CF1552D.Array Differentiation

You are given a sequence of $n$ integers $a_1, \, a_2, \, \dots, \, a_n$ .

Does there exist a sequence of $n$ integers $b_1, \, b_2, \, \dots, \, b_n$ such that the following property holds?

• For each $1 \le i \le n$ , there exist two (not necessarily distinct) indices $j$ and $k$ ( $1 \le j, \, k \le n$ ) such that $a_i = b_j - b_k$ .

The first line contains a single integer $t$ ( $1 \le t \le 20$ ) — the number of test cases.
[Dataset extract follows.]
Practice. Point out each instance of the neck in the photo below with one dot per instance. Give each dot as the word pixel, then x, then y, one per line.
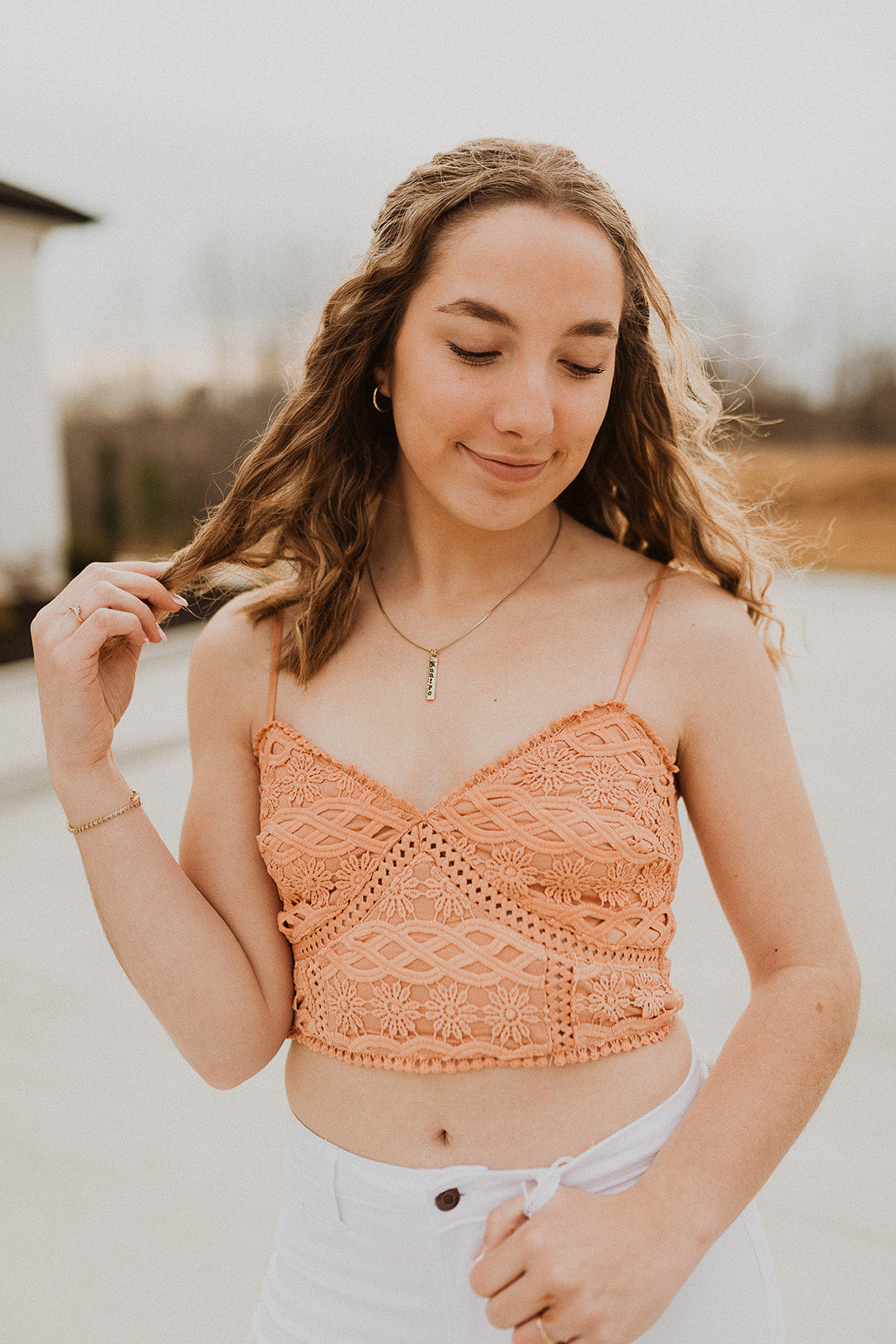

Then $t$ test cases follow.

The first line of each test case contains one integer $n$ ( $1 \le n \le 10$ ).

The second line of each test case contains the $n$ integers $a_1, \, \dots, \, a_n$ ( $-10^5 \le a_i \le 10^5$ ).
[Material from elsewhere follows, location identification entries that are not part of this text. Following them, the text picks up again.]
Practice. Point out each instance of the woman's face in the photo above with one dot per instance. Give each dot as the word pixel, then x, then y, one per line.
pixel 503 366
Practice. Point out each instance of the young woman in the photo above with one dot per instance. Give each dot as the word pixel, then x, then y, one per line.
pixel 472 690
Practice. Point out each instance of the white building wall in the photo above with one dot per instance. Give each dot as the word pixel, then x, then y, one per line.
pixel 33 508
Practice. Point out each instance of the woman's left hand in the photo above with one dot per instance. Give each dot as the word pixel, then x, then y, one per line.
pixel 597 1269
For each test case, output a line containing YES if a sequence $b_1, \, \dots, \, b_n$ satisfying the required property exists, and NO otherwise.
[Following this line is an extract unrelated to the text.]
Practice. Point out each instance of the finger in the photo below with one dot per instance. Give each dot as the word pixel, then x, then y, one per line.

In the first test case, the sequence $b = [-9, \, 2, \, 1, \, 3, \, -2]$ satisfies the property. Indeed, the following holds:

• $a_1 = 4 = 2 - (-2) = b_2 - b_5$ ;
• $a_2 = -7 = -9 - (-2) = b_1 - b_5$ ;
• $a_3 = -1 = 1 - 2 = b_3 - b_2$ ;
• $a_4 = 5 = 3 - (-2) = b_4 - b_5$ ;
• $a_5 = 10 = 1 - (-9) = b_3 - b_1$ .

In the second test case, it is sufficient to choose $b = [0]$ , since $a_1 = 0 = 0 - 0 = b_1 - b_1$ .

In the third test case, it is possible to show that no sequence $b$ of length $3$ satisfies the property.